L’Italia spende più della media Ue per gli studenti ma i risultati sono modesti

Lo sostiene la Fondazione Agnelli nel dossier “Le risorse per l’istruzione: luoghi comuni e dati reali”

L’Italia spende più della media Ue per gli studenti ma i risultati sono modesti
L’Italia spende più della media Ue per gli studenti ma i risultati sono modesti. Lo sostiene la Fondazione Agnelli nel dossier “Le risorse per l’istruzione: luoghi comuni e dati reali“. Il direttore della Fondazione, Andrea Gavosto, ha detto: “Analizzando i programmi elettorali dei vari partiti emerge che la scuola non è un tema prioritario. Quasi tutti hanno proposte che non sono molto originali, tendono a considerare gli insegnanti innanzitutto come bacino elettorale e lanciano idee con costi che arrivano fino a 30 miliardi. Con questa analisi cerchiamo di dire al prossimo Parlamento che investire sulla scuola è necessario ma che bisogna investire meglio. I test Invalsi mostrano come, nonostante la spesa, quasi uno studente su due non arriva a un livello adeguato di competenze alla fine del ciclo scolastico“.

La percentuale di Pil dedicata alla scuola è rimasta stabile per molti anni. Poi, nel 2020 ha ripreso a salire ed è l’unico settore della pubblica amministrazione in cui il personale è cresciuto del 20% negli ultimi 10 anni. Le risorse sono, invece, calate per l’università.

Non è vero che l’Italia spende per la scuola meno del resto d’Europa

Se si considera la percentuale del Pil il dato è allineato alla media europea e a quella di Paesi come Germania e Spagna. Se, invece, si considera la spesa per ogni singolo studente fra i 6 e i 15 anni, l’Italia spende circa 75mila euro, a parità di potere d’acquisto, più della media europea. Un risultato dovuto anche al fatto che l’Italia non ha modificato la sua quota di spesa nonostante il calo della popolazione studentesca.

Nonostante il calo degli studenti gli insegnanti crescono

8 anni fa il rapporto era di 10,9 studenti per ogni insegnante, lo scorso anno era 8,6.

Crescono i precari. Quelli di ruolo sono in calo

I docenti a tempo determinato sono il 24% del totale. 6 anni fa erano il 14%. I precari sono soprattutto gli insegnanti di sostegno (i 2/3 di chi ha questo ruolo è a tempo determinato) senza preparazione specifica e con un tasso di mobilità che impedisce la continuità didattica.

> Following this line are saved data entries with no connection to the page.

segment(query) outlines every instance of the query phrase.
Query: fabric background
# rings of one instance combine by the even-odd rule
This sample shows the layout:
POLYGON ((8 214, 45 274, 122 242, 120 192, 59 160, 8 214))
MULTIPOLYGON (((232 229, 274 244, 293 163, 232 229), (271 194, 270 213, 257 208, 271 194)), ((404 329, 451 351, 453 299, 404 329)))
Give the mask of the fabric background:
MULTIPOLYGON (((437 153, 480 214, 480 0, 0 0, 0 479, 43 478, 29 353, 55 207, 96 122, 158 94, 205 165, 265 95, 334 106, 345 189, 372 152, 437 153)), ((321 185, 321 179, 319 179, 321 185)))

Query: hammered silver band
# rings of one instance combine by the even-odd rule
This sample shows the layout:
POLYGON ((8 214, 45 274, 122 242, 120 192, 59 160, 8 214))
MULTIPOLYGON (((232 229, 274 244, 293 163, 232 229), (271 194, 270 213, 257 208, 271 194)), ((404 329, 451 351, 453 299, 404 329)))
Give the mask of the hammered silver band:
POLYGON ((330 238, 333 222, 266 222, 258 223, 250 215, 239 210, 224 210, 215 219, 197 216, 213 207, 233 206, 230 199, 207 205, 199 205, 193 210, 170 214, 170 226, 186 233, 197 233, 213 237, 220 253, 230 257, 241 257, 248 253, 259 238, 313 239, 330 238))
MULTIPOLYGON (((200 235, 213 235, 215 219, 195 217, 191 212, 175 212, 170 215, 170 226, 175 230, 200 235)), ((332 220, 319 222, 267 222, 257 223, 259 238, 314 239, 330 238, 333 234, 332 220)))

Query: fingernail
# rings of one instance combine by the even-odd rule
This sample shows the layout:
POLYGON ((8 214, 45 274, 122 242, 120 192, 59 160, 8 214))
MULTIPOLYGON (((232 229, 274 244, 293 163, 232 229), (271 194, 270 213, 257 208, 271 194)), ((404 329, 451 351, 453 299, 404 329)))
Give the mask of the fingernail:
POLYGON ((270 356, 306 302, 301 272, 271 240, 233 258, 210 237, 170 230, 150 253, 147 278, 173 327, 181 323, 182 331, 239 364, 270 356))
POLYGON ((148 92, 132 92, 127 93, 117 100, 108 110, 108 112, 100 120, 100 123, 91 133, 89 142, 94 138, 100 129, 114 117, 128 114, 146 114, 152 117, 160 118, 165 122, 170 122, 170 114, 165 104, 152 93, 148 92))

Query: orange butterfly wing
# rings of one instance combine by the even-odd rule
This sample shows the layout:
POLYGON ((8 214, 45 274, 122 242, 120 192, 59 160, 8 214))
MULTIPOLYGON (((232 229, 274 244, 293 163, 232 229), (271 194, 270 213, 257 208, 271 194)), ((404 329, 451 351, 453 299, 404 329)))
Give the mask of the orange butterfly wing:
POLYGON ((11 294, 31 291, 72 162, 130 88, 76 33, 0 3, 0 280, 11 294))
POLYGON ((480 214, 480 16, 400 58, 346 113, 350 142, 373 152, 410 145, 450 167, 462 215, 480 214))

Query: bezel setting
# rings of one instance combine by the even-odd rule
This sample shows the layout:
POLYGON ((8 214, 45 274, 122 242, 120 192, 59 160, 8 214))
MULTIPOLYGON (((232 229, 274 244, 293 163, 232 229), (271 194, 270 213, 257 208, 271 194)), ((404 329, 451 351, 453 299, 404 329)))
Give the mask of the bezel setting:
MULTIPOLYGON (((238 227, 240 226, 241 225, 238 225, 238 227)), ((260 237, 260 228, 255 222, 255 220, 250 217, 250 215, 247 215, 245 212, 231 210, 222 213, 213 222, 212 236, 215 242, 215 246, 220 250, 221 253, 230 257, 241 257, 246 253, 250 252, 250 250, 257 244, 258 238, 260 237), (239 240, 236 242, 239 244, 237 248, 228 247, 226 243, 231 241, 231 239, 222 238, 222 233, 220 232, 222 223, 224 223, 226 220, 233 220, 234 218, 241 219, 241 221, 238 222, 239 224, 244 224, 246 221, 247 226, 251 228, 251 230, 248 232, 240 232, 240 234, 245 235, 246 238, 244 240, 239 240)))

Retribuzioni inferiori a quelle della maggioranza degli altri Paesi europei

È vero che le retribuzioni sono inferiori a quelle della maggioranza degli altri Paesi europei, ma, tra scuola e casa, gli insegnanti italiani dichiarano di lavorare (dati Ocse Talis 2018, relativi alla secondaria di I grado) 26 ore alla settimana contro una media europea di 33 ore.